The internals¶
3 main differences¶
Let’s start with three git’s features you should become familiar with.
- There’s no server: the repository is local. Most operations are local and don’t require network access. Also for this reason you will find git incredibly fast.
- The project is indivisible: git always works with the whole
source code of the project and not on single directories or files;
committing in the main directory or in a sub-directory is exactly the same thuing.
The concept
checkout
of a single file or directory doesn’t exist. git assumes the project as the indivisible unit of work. - git doesn’t memorize files’ changes: git always saves entire files.

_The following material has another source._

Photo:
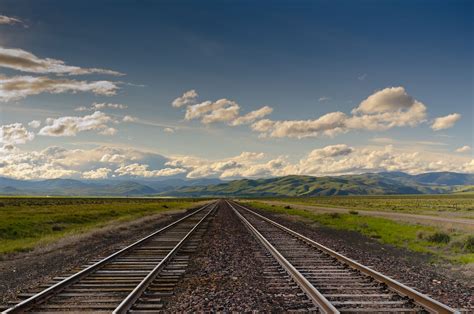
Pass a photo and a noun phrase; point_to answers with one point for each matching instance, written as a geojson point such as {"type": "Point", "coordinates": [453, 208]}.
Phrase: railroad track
{"type": "Point", "coordinates": [135, 279]}
{"type": "Point", "coordinates": [334, 282]}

If you modify a single character of a 2 mega file, git memorizes in full the new version of the file. This is an important difference: SVN memorizes the differences and, when required, rebuilds the file; git memorizes the file and, when required, rebuilds the differences.
4 levels of offline operations¶
Re the absence of a server i lied a little: as I already said and as you will see later, git is a peer-to-peer system, and it can interact with remote servers. Despite this, it remains a substantially local system.
In order to better understand how this can benefit you, try to see what follows: when a project’s source code is hosted on a remote computer, you have four ways to edit the code
- You leave all the code on the remote computer and access it with ssh to edit a single file
- You find the way to obtain a copy of the single file so that you can work on it in local more comfortably, and you leave all the rest on the remote computer
- You find the way to obtain a local copy of a whole file system tree and leave the rest of commits’ history on the remote computer
- You obtain a local copy of the whole repository with the whole history of the project and you work locally.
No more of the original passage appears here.